「その列車ハウスなのだが、警察が調べているのだ、君は一度帰ったらどうなのだ。清人君一人残して心配だろう。」と、高岳は意を決して話題を変えた。
「いえ、清人はもう18歳になりますから、一人で大丈夫です。それに私が列車ハウスに戻ったとなれば、それこそ警察が調べに来るでしょう。中を見せたくはないのです。」
吾妻は、列車ハウスの中に、外部の人間を入れてはならないと、思っていた。そうすれば、そこにある植物たちの秘密が知られる、その事は、飛鳥研究所にも秘密にしていたのである。
高岳は、古代の文明に宇宙航空科学の知識があると考えていた、だから宇宙船があることも予想していたが、しかしそれはあくまで地球人類の文明だというのが前提である。もしそれが、地球外生命の文明だとすれば、全く話が違ってくる。
それがどんな生命で、どんな能力を持ち、どのような生存形態なのか、全ては予測不可能なのだ。人類にとって有害なものかもしれない、人類が危険にさらされるのかも知れない。
その様な可能性まで考慮しなければならない。それは、通常の考古学では扱うことのできない種類の問題だ。
「いずれにせよ、吾妻君、君は暫く休んだ方が良いと思う。25年は長すぎたのかも知れないな。この機会に千春さんも、日本に帰ってきた方が良いだろう。」
高岳は、そう言って、吾妻の研究を打ち切ることを考え始めた。
「そこまで仰るのであれば、私も考えてみます。千春とも相談して、近いうちに御返事いたします。」
吾妻は、高岳がこの研究から手を引こうとしている、少なくとも、自分を研究から外したいのだろう、と感じた。確かに、事件が大げさになれば、この研究が非難されることはあっても、信頼されることはないのだろう。それは吾妻にもわかる。

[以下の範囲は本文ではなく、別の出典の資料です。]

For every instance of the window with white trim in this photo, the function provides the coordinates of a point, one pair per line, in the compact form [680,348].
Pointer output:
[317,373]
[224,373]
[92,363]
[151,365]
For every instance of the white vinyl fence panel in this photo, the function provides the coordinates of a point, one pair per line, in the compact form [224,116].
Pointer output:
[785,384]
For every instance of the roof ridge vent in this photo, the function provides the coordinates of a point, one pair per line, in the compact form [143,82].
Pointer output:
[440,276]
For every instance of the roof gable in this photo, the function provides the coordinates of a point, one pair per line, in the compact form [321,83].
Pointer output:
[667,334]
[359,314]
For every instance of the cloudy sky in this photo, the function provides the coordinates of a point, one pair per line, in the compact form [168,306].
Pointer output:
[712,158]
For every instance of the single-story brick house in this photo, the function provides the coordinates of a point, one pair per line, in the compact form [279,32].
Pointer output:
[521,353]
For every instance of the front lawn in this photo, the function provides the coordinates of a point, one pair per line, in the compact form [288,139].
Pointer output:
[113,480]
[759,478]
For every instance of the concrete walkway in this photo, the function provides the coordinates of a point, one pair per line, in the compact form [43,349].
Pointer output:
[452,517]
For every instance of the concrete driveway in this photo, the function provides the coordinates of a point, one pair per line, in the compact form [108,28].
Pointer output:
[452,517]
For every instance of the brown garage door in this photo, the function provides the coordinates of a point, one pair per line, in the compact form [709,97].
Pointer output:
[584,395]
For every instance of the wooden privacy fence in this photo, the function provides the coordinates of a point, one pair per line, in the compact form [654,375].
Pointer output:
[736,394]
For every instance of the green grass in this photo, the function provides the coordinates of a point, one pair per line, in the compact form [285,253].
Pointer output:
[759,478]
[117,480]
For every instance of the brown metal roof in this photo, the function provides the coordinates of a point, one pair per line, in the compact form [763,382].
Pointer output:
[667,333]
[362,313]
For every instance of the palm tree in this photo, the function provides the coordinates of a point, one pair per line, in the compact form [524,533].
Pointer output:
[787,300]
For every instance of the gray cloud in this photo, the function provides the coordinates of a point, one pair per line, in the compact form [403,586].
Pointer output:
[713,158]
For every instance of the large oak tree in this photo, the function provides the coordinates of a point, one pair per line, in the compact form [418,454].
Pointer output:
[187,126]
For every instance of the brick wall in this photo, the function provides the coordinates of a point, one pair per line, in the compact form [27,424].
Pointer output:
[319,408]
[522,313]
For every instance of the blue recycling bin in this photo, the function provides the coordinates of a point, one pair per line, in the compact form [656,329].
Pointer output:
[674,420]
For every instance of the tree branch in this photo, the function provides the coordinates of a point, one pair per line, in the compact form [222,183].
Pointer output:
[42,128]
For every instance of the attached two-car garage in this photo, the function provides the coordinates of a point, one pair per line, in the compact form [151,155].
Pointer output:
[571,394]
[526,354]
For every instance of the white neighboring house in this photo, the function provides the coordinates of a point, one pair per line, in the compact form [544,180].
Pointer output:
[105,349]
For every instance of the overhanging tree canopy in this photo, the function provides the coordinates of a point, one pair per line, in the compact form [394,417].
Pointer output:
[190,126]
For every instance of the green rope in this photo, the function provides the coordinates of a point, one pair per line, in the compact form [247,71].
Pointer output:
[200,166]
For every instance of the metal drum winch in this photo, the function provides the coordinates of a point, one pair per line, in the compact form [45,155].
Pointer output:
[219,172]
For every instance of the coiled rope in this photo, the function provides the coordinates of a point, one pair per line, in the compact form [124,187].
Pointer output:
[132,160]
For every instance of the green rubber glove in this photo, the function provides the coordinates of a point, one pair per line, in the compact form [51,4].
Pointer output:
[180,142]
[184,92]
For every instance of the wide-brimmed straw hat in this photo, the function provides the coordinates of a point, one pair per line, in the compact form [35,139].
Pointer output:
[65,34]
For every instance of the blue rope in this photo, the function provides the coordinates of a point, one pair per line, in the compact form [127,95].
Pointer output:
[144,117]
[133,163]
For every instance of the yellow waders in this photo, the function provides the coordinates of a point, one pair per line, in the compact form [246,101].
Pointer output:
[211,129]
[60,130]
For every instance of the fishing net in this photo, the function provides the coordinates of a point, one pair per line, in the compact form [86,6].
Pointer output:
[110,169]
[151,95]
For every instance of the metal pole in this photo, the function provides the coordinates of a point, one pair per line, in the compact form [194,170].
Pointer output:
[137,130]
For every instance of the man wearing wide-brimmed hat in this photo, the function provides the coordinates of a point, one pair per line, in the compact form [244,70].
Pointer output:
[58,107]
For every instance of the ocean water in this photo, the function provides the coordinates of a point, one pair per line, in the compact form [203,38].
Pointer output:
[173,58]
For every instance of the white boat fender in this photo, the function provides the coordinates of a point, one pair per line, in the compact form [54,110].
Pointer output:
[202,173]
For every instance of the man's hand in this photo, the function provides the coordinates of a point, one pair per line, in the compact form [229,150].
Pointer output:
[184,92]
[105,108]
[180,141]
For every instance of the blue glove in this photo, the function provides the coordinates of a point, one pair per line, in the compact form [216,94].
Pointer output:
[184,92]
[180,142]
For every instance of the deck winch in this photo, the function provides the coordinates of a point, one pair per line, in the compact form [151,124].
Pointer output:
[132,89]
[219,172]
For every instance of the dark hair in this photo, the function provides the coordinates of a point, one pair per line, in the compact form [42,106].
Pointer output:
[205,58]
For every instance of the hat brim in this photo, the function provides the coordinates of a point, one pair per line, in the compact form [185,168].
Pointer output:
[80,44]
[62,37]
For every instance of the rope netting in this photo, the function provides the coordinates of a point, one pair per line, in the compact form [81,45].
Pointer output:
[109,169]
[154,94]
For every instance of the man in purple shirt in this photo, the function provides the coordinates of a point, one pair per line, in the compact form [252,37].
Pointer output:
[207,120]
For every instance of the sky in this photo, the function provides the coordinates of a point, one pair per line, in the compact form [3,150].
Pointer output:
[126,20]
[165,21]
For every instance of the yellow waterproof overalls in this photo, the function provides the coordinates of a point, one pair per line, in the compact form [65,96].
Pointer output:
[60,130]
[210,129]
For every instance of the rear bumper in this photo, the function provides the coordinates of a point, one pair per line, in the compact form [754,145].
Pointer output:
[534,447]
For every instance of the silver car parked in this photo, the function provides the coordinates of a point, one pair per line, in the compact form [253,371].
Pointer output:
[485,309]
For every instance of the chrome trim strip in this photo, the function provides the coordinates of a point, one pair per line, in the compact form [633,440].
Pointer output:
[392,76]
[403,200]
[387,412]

しかし、それでも吾妻には、この騒ぎが、タブレットに書かれていることと、関係があるのだ、と確信していた。そして、その事は確かに警告したのだ、と思い、自分の役割は果たしたのだ、と考えた。
吾妻にとっては、雲の事も、蜂の事も、どうでもよい。それよりも、列車ハウスの植物を守ることが大事であり、タブレットを最後まで解読しきることを優先しようと思った。
「最後にもう一度申し上げますが、あの雲から出てきたという蜂の騒ぎですが、あれは、人類に対する警告だ、と私は思っています。かつて5万年前に滅びた古代バビロンの二の舞いにならぬよう、注意すべきだと思っています。」
それだけ言うと、吾妻は飛鳥研究所を後にした。最後がこんな形になるとは、予想外だったが、しかしあの植物を秘密にした時から、いつかこんな日が来るのでは、と心配しなかった分けではなかった。
研究所の窓から、夕日が見え、西の空がオレンジ色に染まる。これが最後なのだと思うと、初めてここに来た日のことや、バビロンで初めて、タブレットを発掘した日のこと等が思い出された。
『25年は、やはり長かったのだな。』と吾妻も、一人でつぶやいた。